Nisha introduces Tern, a utility for software package introspection in containers. This tool allows administrators to have the same level of confidence on what's in their containers as they currently do with VM images, including compliance audits, bill of materials, and exploit detection. Nisha is the primary author of Tern.
https://github.com/vmware/tern
All container builders are dependent on the underlying linux kernel’s storage drivers. The storage driver’s API is called to implement a union mount of various filesystem layers.
An image starts with what is essentially a linux filesystem consisting of bin, boot, etc, root, etc
Then at runtime, a thin copy on write layer is created on which it a container builder will invoke commands to copy in files, untar filesystem bundles or invoke commands
Copy on Write means only if you write to a file that exists in the bottom layer, it gets copied to the top layer. What gets stored in the new layer is the newly modified file.
Once files are installed, the copy on write layer becomes the new diff layer. The storage driver I am familiar with is overlay2, the copy on write layer is just an empty directory. Once that directory gets populated, it is kept
Now that layer becomes the next layer and a new copy on write layer is created for the next addition of files
When you’re done you have a container image, which is just a collection of directory trees
When you push this image to a registry, the directory trees get tarred and checksummed
All a container image is is files with some metadata on how to set them up
To containerize your app, you will download this image - which comes with all of these files (made by somebody else)
You will then copy your app in and run scripts to set it up
When you push this image you are pushing the whole thing - your changes and somebody else’s changes
In fact you can find this information, given enough time and effort searching through Dockerhub and git
This image golang:1.11 is built on top of buildpack-deps images which is built on top of another buildpack-deps image which is finally built on top of a debian:stretch image
I have included links to the Dockerfiles that created these images but this is very lucky as most Dockerhub images do not have links to the Dockerfiles that created them
Even now OCI images have no way of tracking provenance of an image. This information is opaque
Right of the bat you can see that tracking where container images come from is hard
- Let’s assume we have some go application we would like to containerize
- This Dockerfile uses the builder pattern which means use one container to build the golang code and another smaller container to ship the golang binary
- The build container has golang dependencies which includes the golang standard library, and whatever build dependencies are required
Since go is a statically compiled language, that means you need to be extra careful with your binaries’ dependencies.
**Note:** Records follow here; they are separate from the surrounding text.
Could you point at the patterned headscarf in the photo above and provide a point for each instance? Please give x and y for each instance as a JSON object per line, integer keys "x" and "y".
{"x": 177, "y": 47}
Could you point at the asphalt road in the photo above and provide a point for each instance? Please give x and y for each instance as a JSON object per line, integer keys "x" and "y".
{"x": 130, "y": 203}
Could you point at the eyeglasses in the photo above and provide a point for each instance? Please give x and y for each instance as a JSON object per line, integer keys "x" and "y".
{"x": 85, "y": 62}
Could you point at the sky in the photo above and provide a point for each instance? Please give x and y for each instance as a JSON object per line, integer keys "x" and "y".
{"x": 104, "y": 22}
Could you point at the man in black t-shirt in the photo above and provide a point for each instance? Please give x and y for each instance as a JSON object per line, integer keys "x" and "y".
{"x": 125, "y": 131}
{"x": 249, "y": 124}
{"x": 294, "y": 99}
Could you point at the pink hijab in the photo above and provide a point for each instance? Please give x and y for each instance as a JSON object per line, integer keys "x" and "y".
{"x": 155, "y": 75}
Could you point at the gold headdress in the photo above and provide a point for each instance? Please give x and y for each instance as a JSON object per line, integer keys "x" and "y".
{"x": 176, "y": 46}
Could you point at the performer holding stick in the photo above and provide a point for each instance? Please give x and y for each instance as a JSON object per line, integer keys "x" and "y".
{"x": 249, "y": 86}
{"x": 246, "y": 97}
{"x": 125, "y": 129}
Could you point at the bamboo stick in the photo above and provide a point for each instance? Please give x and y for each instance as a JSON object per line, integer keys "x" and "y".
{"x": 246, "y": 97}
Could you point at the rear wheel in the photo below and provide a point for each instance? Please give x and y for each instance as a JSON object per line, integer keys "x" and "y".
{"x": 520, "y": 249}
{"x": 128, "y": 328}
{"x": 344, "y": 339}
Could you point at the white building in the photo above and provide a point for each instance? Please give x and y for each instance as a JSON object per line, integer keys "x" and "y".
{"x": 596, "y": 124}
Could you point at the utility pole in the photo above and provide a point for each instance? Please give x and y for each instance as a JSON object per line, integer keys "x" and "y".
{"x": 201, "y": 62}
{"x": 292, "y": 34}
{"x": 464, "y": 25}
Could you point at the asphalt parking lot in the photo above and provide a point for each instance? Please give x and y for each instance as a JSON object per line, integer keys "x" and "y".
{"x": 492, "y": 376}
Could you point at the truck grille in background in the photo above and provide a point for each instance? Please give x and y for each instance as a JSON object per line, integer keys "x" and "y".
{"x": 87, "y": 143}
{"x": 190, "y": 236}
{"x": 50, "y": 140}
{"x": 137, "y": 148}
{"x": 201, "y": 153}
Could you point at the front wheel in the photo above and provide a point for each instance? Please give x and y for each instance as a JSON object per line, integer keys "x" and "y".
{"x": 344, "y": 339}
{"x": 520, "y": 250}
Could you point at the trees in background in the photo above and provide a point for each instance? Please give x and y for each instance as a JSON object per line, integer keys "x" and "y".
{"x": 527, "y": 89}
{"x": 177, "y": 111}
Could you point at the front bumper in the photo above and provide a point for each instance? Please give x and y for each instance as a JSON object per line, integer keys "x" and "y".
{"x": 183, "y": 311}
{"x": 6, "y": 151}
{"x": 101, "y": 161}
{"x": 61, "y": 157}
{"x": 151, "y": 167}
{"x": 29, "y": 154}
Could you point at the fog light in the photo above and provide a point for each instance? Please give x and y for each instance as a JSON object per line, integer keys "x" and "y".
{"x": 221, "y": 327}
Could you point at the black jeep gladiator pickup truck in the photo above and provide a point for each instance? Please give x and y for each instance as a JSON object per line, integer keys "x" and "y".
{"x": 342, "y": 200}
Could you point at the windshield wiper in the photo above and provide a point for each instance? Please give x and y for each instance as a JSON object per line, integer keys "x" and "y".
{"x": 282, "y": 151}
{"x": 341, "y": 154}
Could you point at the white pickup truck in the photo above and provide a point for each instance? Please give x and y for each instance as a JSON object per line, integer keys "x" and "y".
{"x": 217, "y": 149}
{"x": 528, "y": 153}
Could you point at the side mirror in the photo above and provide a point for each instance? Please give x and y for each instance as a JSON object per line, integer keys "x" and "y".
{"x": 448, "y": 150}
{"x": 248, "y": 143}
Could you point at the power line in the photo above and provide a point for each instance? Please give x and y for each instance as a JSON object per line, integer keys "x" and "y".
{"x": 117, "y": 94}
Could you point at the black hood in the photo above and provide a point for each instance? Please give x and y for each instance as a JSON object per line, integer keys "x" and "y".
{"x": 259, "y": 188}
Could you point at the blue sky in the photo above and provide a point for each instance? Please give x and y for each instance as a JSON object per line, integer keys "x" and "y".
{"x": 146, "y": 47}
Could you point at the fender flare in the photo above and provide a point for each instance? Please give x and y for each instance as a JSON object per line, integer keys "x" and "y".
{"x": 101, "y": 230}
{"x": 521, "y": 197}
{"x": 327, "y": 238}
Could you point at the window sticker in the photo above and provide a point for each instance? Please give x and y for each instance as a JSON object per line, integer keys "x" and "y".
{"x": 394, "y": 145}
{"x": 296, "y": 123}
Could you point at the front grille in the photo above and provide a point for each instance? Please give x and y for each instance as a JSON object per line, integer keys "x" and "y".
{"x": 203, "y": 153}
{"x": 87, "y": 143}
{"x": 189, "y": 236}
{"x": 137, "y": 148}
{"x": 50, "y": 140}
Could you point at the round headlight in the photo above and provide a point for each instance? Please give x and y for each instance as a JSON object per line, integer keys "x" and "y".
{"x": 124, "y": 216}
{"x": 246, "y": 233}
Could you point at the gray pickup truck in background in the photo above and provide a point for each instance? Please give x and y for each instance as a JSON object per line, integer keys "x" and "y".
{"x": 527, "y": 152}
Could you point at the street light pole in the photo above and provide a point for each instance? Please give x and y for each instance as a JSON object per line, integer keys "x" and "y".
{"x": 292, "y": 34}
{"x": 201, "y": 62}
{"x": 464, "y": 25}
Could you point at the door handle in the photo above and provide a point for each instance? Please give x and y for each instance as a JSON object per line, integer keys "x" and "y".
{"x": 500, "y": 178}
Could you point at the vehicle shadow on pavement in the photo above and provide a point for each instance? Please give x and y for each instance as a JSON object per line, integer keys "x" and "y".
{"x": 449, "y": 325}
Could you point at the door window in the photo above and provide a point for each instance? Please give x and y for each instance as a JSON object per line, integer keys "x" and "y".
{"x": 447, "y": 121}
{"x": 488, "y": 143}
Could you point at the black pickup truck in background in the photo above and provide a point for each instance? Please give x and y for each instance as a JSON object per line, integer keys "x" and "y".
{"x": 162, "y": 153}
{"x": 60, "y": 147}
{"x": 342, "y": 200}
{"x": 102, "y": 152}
Even though you are not distributing the golang image, you are copying a binary with statically compiled code into another container and possibly getting rid of the container you used to build it
For compliance purposes, you need to know the whole dependency chain. The Dockerfile is not enough
And this is why OSS compliance is much harder in containers
You can also do this using overlay
overlay2 is available in kernel 4.0 and above using the mount API
Incidentally these are pretty much the same steps that are used when building a container
Only here, you are retracing your steps layer by layer
Tern analyzes the container layer by layer by running commands in a chroot environment. It retrieves those ‘command library’ which is essentially a list of binary names and corresponding scripts to recover package versions and licenses for whatever was installed using that binary
As a result, the architecture is extensible for OS package managers and language package managers. Even for stuff you download using git.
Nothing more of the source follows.